Illustrations : Les roses cultivées à L’Haÿ en 1902.
La fabrication de l’essence de roses
Série de 6 images en chromolithographie éditées et distribuées gratuitement en Belgique par la compagnie Liebig. (Collection Jean-Luc Marret)
La petite ville de Kasanlik sur le versant méridional des Balkans est le centre d’une industrie toute spéciale : c’est là que l’on cultive les roses sur une échelle très étendue, à l’effet d’en extraire le plus fin et le plus précieux des parfums, l’essence de roses. On emploie surtout les fleurs d’une espèce rose clair à fleur simple; à l’époque de la récolte, on cueille à l’aube les boutons à peine éclos, pour les distiller le jour même.

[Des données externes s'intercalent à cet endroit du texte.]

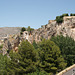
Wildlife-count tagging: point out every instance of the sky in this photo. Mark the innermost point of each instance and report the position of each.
(33, 13)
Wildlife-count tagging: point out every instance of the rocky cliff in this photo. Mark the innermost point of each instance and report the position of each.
(46, 31)
(53, 29)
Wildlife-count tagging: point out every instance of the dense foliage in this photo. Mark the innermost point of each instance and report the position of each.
(22, 30)
(67, 47)
(29, 29)
(44, 58)
(50, 57)
(72, 14)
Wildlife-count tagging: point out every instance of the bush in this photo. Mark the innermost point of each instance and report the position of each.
(50, 57)
(23, 29)
(72, 14)
(67, 47)
(59, 19)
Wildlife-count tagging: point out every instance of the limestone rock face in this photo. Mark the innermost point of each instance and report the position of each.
(53, 29)
(46, 31)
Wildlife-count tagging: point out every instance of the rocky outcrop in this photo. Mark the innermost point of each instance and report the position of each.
(53, 29)
(46, 31)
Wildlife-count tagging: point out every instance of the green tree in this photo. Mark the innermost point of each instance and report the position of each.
(23, 29)
(72, 14)
(29, 29)
(67, 47)
(51, 59)
(35, 44)
(23, 62)
(27, 57)
(3, 64)
(59, 19)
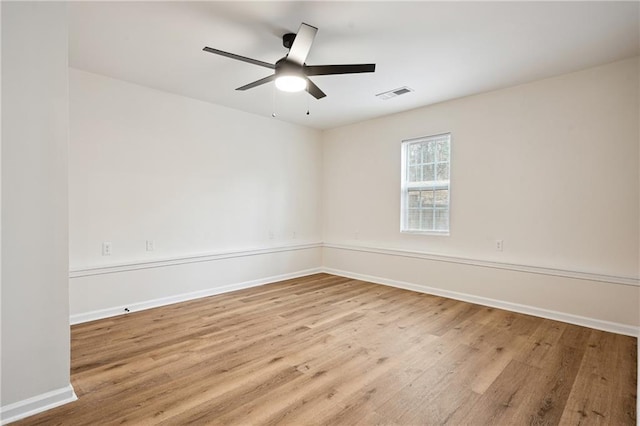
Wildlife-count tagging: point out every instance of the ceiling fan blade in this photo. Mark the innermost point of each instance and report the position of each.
(314, 90)
(302, 44)
(257, 82)
(338, 69)
(240, 58)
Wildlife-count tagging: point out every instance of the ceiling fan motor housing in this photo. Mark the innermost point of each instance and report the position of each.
(287, 40)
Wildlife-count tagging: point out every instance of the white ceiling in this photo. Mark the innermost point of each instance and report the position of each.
(442, 50)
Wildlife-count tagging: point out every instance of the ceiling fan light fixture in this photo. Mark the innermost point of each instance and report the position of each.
(291, 83)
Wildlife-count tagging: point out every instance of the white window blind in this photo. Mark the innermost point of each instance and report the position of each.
(426, 164)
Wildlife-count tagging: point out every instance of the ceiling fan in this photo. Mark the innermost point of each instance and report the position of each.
(291, 72)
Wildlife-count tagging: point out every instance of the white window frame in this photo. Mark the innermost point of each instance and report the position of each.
(407, 186)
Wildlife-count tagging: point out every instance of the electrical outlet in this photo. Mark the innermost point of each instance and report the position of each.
(106, 248)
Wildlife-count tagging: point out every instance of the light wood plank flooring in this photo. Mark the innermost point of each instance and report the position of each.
(329, 350)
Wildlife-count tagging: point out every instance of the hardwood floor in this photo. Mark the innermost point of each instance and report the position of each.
(331, 350)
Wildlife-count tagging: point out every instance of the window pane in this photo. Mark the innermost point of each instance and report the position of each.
(427, 172)
(414, 154)
(441, 220)
(426, 204)
(442, 171)
(441, 197)
(428, 153)
(427, 219)
(414, 219)
(443, 150)
(413, 174)
(414, 199)
(426, 198)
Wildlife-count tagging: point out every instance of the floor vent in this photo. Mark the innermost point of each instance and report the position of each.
(393, 93)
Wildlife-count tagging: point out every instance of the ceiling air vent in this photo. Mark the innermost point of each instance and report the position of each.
(393, 93)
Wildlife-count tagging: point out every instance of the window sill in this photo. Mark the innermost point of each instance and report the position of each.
(434, 233)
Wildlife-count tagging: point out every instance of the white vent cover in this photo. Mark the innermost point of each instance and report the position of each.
(395, 92)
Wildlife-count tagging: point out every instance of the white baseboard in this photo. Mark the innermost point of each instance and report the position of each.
(613, 327)
(154, 303)
(37, 404)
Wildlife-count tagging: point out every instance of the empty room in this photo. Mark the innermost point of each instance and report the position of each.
(320, 213)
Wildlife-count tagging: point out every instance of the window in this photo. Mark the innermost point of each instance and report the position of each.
(425, 184)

2 – Le transport des roses aux appareils distillatoires
La récolte des roses est une fête pour tout le village. Chacun endosse ses habits de fête pour se rendre dans les plantations et lorsque les paniers sont remplis, on retourne en cortège, les femmes et les filles portant des couronnes de roses dans les cheveux.
Les roses cueillies sont mises dans de grands alambics en cuivre; ensuite on y verse environ 75 litres d’eau par 10 kilos de roses et l’on procède à la distillation. L’eau de rose que l’on obtient ainsi est soumise à une seconde distillation.
À la surface du produit de la seconde distillation se trouve une couche jaunâtre qui constitue l’essence de roses. Elle est enlevée soigneusement au moyen d’une sorte d’entonnoir minuscule muni d’une ouverture très étroite qui ne laisse passer que l’eau tandis que l’essence est retenue. Celle-ci doit être conservée à l’abri de la lumière et de la chaleur.
Pour s’assurer de la pureté de l’essence de roses, les marchands la mettent dans un bain-marie de 16° Réaumur. Si elle est pure, elle se fige à cette température, tandis que l’essence falsifiée le fait déjà à une température beaucoup plus basse. Toutefois cette épreuve n’offre pas de garantie tout à fait certaine, aussi beaucoup de commerçants ne se fient-ils qu’à la finesse de leur odorat. L’arôme de l’essence de rose pure (c. à d., non délayée avec de l’huile de géranium, ce qui se fait assez souvent) est si fort qu’il peut provoquer des maux de tête.
Pour obtenir un kilogramme d’essence, dont le prix s’élève à environ 2000 francs, il faut en moyenne 3000 kilogrammes de roses. Ce sont surtout les harems de l’Orient qui font une forte consommation de l’essence de roses, mais dans les pays de l’Occident aussi on sait apprécier de parfum si exquis.